Die WHO finanziert sich tatsächlich zu rund 80 Prozent durch Gelder von Privatpersonen und Stiftungen. Die Bill und Melinda Gates Foundation ist dabei der größte private Geldgeber – und kann damit auch einen gewissen Einfluss auf die Organisation ausüben. Basierend auf diesen Fakten wurden allerdings zahlreiche haltlose Vorwürfe – insbesondere zu Corona-Impfungen – in die Welt gesetzt, durch die Gates in der Pandemie zum Feinbild vieler Menschen wurde. Für den Ursprung von Sars-CoV-2 gibt es keine endgültigen Erklärung. Unter anderem weisen zwei in diesem Sommer veröffentlichte Studien im Fachmagazin "Science" darauf hin, dass ein Wildtiermarkt in Wuhan Ausgangspunkt der Pandemie war.

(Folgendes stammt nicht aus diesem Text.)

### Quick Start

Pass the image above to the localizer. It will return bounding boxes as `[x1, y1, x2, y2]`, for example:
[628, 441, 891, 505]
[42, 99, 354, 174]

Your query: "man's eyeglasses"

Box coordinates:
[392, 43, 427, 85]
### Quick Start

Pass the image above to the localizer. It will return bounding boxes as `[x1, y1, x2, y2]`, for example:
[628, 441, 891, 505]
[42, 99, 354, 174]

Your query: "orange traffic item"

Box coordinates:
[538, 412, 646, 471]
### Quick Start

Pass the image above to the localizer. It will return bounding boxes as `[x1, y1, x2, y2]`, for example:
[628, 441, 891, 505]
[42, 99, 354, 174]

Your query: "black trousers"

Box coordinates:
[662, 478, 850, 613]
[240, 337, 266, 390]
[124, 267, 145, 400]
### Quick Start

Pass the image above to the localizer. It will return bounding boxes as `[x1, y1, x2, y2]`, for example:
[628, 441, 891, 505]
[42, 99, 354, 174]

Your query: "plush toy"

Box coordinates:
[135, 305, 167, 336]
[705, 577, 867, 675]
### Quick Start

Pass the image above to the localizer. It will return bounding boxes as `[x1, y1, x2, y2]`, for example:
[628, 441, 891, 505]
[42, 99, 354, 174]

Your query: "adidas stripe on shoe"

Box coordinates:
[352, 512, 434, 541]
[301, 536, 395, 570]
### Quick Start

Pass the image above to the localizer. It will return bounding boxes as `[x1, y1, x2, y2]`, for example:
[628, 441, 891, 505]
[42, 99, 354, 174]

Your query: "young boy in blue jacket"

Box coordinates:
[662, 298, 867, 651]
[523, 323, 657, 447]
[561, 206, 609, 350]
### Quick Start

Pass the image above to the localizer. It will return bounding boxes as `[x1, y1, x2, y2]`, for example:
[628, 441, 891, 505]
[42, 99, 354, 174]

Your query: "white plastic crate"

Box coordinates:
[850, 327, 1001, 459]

Auch bei der Frage, wie es nun weitergehe, wagte Homburg nur eine bescheidene Prognose: "Das Bewusstsein für die Pandemie lässt nach", sagte er – und nannte dabei den Ukraine-Krieg und die Corona-Politik in den anderen europäischen Ländern als Gründe.

Stadt nimmt Stellung

Homburg freute sich darüber, in Freudenstadt – im Gegensatz zu anderen Veranstaltungsorten – nicht "gecancelt", also kurzfristig ausgeladen worden zu sein. Die Stadt nahm dazu wie folgt Stellung: "Es gilt das Grundrecht auf freie Meinungsäußerung, was auch konträre und zugespitzte Meinungen beinhaltet, sofern die rechtlich zulässigen Grenzen eingehalten werden. Andererseits steht es der Stadt und ihrer Eigenbetriebe frei zu entscheiden, wem sie ihre Räume vermieten will. Im vorliegenden Fall wäre vor der Zusage sicher eine Prüfung angebracht gewesen, in welche Richtung sich die Positionen und Thesen des Autors zuletzt entwickelt haben."

Info: Zur Person

Stefan Homburg wurde am 10. März 1961 in Hellersen geboren. Von 1997 bis 2021 war er Direktor des Instituts für Öffentliche Finanzen der Leibniz Universität Hannover. Diese distanziert sich mittlerweile von seinen Äußerungen. Im Frühjahr 2020 wurde Homburg durch seine Kritik an den Corona-Maßnahmen deutschlandweit bekannt. Seither trat er bei diversen Demonstrationen gegen die Corona-Politik als Redner auf. Im April 2022 veröffentlichte er im Weltbuch-Verlag das Buch "Corona-Getwitter: Chronik einer Wissenschafts-, Medien- und Politikkrise". In den Medien wird ihm oftmals eine Nähe zur Querdenker-Szene attestiert sowie das Verbreiten von Falschinformationen vorgeworfen.